Lalenin Bahçesi

Bir kırmızı Lale işte.
Kitap okumayı, sohbeti, sinemayı, İstanbul'u ille de Üsküdar'ı sever. Olmazsa olmazları ailesi, Zuz, Cancan ve denizdir.
Çok şiir okumaz ama okursa Atilla İLHAN ve Orhan VELİ okur. Paylaşmazsa görmüş gibi okumuş gibi hissetmez kendini...

28 Ekim 2010 Perşembe

Bu sabah izlenmedikfilmkalmasın etkinliği yok... Çünkü Cancan geliyor... O gelene kadar tavuklu çorbası pişmeli, salonun ortasındaki koca heyüla gibi sehpa kenara çekilmeli ki istediği gibi koşturabilsin. Oyun hamurları, boya kalemler defterler ortaya çıkarılmalı, mama sandalyesi kurulmalı...okunacak kitaplar hazırlanmalı.Sonra geriye öpüşüp koklaşmak kalıyo. Dün akşam telefonda ciciannemmm , canımmm, gelicemmm, kucanaaa deyişi vardı görmeli duymalıydınız.

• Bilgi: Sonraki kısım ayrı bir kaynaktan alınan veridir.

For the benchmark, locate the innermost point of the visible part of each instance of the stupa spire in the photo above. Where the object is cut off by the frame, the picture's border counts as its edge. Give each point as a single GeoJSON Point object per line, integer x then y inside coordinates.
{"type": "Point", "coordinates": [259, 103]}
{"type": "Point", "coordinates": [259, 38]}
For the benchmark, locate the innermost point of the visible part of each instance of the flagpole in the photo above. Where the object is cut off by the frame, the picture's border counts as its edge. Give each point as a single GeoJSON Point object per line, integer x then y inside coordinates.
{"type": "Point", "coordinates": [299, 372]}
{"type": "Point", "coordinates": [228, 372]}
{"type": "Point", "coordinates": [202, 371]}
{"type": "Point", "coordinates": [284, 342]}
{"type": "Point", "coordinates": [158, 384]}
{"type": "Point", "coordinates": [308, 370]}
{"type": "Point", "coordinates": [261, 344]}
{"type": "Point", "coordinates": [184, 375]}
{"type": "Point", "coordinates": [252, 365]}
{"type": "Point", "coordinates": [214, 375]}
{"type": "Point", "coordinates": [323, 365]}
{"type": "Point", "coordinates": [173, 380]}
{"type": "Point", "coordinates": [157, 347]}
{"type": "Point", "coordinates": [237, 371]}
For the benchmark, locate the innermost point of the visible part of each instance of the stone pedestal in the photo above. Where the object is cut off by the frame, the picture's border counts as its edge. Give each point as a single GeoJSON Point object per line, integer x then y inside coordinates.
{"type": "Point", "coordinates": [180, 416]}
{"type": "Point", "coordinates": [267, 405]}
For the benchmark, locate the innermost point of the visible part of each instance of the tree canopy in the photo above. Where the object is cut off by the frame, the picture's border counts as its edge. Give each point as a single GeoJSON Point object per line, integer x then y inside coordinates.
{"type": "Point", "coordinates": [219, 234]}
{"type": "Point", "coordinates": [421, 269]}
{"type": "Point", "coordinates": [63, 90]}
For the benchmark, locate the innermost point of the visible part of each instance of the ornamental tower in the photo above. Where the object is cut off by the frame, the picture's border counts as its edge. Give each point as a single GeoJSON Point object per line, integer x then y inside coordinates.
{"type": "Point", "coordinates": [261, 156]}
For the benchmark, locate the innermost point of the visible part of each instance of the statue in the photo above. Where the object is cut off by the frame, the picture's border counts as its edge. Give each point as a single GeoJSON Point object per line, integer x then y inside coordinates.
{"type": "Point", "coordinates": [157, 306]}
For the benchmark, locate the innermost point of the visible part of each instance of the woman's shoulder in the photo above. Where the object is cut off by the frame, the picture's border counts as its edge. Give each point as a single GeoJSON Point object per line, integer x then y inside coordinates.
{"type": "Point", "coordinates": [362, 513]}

Asıl önemli mevzu, bu gün Kızlar yarım gün çalışıyor. Onlar gelince çok azıyorlar...Özellikle de Gamsegamse ile.

Dün yağmur dolayısıyla bi program yağamadım ama bu akşam müthiş bir programım var
.
Çarşamba akşamları hiç tv izlemiyorum. Sadece okuyorum. Dün gece Firmin neredeyse bitiyordu ama resepsiyondan gelen Kızlarla sohbet etmek için bıraktım.Kitap okumayı seven herkesin Firmin'i seveceğini düşünüyorum. Firmin önce kenarından tadına balıyor kitabın sonra okuyor. Tadı güzelse okuması da güzeldir diyor çünkü:)Firmin için tanıtım yazısı gördüm kitaphaber.net de ancak böyle ifade edilebilirdi:)
Anne sütü emmedi.
Aşkı kabul görmedi.
GERÇEK İNSAN SEVGİSİNİ VE EDEBİYAT AŞKINI BULACAĞINIZ TEK KİTAP.
O bir hümanist!
O bir entel!
O bir filozof!
O bir serseri!
O bir mucize!!


Şimdi kahvaltı hazırlamalıyım ...


günün şarkısı kuzenden geldi haydi hareketlenelim:)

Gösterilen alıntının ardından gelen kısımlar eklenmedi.